Dodgy practice in the oil industry may appear to be a ‘yawn, yawn’ subject – don’t we all know that companies lobby and pay into campaign funds? And aren’t the excesses of oil-rich dictators well documented elsewhere? That may be so – but Silverstein’s skim through the world of fixers, traders and lobbyists manages to bring new detail, most notably to the under-discussed activities of the Swiss-based commodity houses. Although the book sometimes lacks direction or depth, Silverstein’s personal encounters with individuals do shed light, providing some fascinating insights and views on how the industry is adapting to regulatory challenges.
The Changing Role of Fixers
So, oil deals are run by fixers, the state-less few dozen middle men who live charmed lives, enjoying the confidence of presidents, oil executives and hedge fund managers. Their role is to do the business that oil companies either don’t want to know about, or can’t: they make the deals and take their cut. No surprises – but still many of Silverstein’s encounters prove illuminating.
As one such fixer, Gulbenkian, explains, the modus operandi is changing. It used to be simple – the company seeking an energy concession passed money to the fixer who took his cut and funnelled the rest into Swiss bank accounts belonging to various officials. Hey presto – the company got their contract.
However, the modern pay-off has become more complex as states have implemented anti-bribery measures. Suitcases of money have, partly, been replaced with stock market tips and contracts to buy over-priced assets owned by inner-circle family. “I spent 99% of my time trying to figure out ways to not technically violate the FCPA (Foreign Corrupt Practices Act),” complains one former Mobil executive based in Angola. Fixers are themselves likely to be buying and selling concessions.
Human Cash Register
One gets the impression that, despite his ill-concealed disgust, Silverstein is not immune to the awe inspired by some of these figures – indeed, he admits to being an ‘unlikely friend’ to Ely Calil, one of the ‘anonymous’ elite (although where this book leaves their friendship, the reader can only wonder).
His contempt is pure and unadulterated, however, when it comes to Tony Blair with his paid friendships in the ‘dark landscape’ of the Caucasus. “Few have donned the pom-poms with as much vigour,” asserts Silverstein, making Blair a ‘human cash register’. As the man who, post 9/11, declared there were ‘no more excuses for dictatorship and corruption’ and was the prime mover behind the Extractive Industries Transparency Initiative, he now heads a ‘complex, deliberately opaque corporate structure’, and profitably amalgamates his roles of Middle East peace envoy, private paid speaker and door-opener for his various employers. Silverstein’s wrath for Blair is only exceeded by his derision for Neil Bush, brother of George, who likewise has joined the ‘con artists and hangers on’ that feed off the industry – though quite ineffectually.
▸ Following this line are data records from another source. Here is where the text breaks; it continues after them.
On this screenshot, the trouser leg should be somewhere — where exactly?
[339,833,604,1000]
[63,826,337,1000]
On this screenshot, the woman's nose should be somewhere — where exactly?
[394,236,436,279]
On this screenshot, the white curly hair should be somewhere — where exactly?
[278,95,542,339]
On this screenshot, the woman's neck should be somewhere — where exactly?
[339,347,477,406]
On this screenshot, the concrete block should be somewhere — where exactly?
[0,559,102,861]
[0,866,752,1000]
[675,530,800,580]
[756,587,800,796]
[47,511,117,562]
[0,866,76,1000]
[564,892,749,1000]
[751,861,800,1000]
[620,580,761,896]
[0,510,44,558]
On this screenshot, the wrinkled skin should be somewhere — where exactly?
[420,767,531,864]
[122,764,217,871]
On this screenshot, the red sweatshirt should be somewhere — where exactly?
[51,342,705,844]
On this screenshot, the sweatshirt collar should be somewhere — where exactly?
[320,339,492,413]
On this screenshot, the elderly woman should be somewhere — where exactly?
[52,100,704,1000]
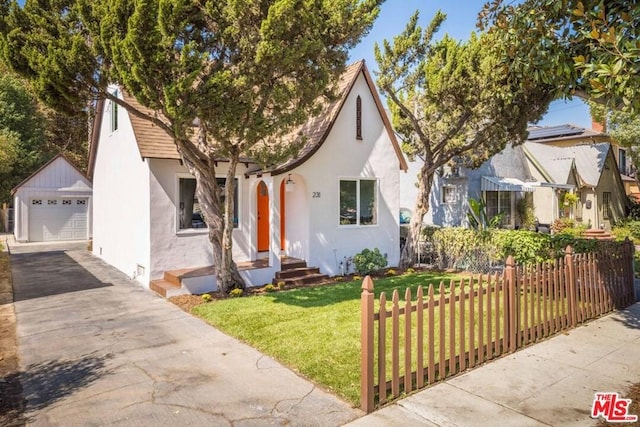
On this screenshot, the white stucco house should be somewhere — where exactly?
[89,61,406,292]
[11,154,93,242]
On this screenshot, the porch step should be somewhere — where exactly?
[276,263,320,280]
[273,258,329,286]
[149,280,182,298]
[584,228,613,240]
[149,266,214,298]
[273,273,329,286]
[280,257,307,271]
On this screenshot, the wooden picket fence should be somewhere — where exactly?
[360,240,634,412]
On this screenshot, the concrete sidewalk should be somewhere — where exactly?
[9,242,363,426]
[348,303,640,427]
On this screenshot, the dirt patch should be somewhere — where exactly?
[0,251,25,426]
[168,268,424,313]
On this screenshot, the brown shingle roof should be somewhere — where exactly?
[89,60,407,175]
[123,92,181,160]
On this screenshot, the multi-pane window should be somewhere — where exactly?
[485,191,511,225]
[618,148,628,175]
[178,178,238,230]
[340,179,378,225]
[602,191,611,219]
[111,90,118,132]
[356,95,362,139]
[441,185,456,204]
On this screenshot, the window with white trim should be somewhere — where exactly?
[111,89,118,132]
[602,191,611,219]
[485,191,512,225]
[178,178,238,230]
[340,179,378,225]
[356,95,362,140]
[618,148,629,175]
[441,185,456,204]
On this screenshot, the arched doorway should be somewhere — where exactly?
[256,181,269,252]
[280,179,287,251]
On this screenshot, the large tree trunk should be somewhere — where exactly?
[194,159,245,293]
[400,166,433,268]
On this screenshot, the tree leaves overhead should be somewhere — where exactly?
[0,74,47,202]
[479,0,640,113]
[0,0,383,290]
[375,12,553,265]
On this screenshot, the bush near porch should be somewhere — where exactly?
[428,227,606,273]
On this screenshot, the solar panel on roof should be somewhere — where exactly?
[527,125,584,141]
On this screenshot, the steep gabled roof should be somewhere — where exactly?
[11,153,91,194]
[527,124,609,143]
[524,141,611,187]
[89,60,407,175]
[268,60,407,175]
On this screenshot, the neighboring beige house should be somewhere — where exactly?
[527,121,640,199]
[523,141,628,230]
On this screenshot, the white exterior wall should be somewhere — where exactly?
[148,159,251,279]
[93,95,150,286]
[13,157,93,242]
[282,74,400,275]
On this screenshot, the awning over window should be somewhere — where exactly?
[480,176,535,193]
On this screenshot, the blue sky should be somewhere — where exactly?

With more skim than detail, Silverstein’s search-light reaches Geneva and the relatively under-documented role of the Swiss commodity houses – Vitol, Mercuria, Gunvor, Trafigura and Glencore, once all private companies and therefore not subject to corporate disclosure laws. Silverstein poses the question of why Glencore chose to float in 2011: the answer appears to be not only the unimaginable wealth that came to its senior executives, but the fundsgenerated for mergers with companies such as Xstrata. This has enabled Glencore to lead the pursuit of the common goal of vertical integration, the ownership of a spectrum of assets from production to refining to shipping. This allows huge ‘leverage of information’ in trading, giving the commodity houses the ability to move ahead of the markets on correlated commodities and currency swings.
Interestingly, another reason given for Glencore’s coming out of the shadows is that ethics are improving. The days of sending rust-buckets to Africa are coming to an end, according to one trader, since Western banks (though not Eastern) have tightened up on their lending and are asking more relevant questions. Personal morals remain unaffected, apparently. “We’re all bandits here,” says one Geneva trader, “You’re accepted as long as you bring a lot of money.”
The universality of corruption is brought home in the chapter on Louisiana, America’s third largest energy producing state that ranks close to the bottom in key development statistics. ‘Legacy lawsuits’ abound, with landowners attempting to get compensation for contaminated land while the industry fights to keep cases with the regulators that they control. The fact that this is a Republican-Republican battle adds ‘edge’.
“Americans want their gasoline cheap,” shrugs Ely Calil. Silverstein offers no coherent argument against this justification of underhand practice: the book is, unfortunately, somewhat random in its selection of targets and occasionally hard to follow. But for those who want to understand the secret world of oil, Silverstein definitely adds a few more pieces to the jigsaw.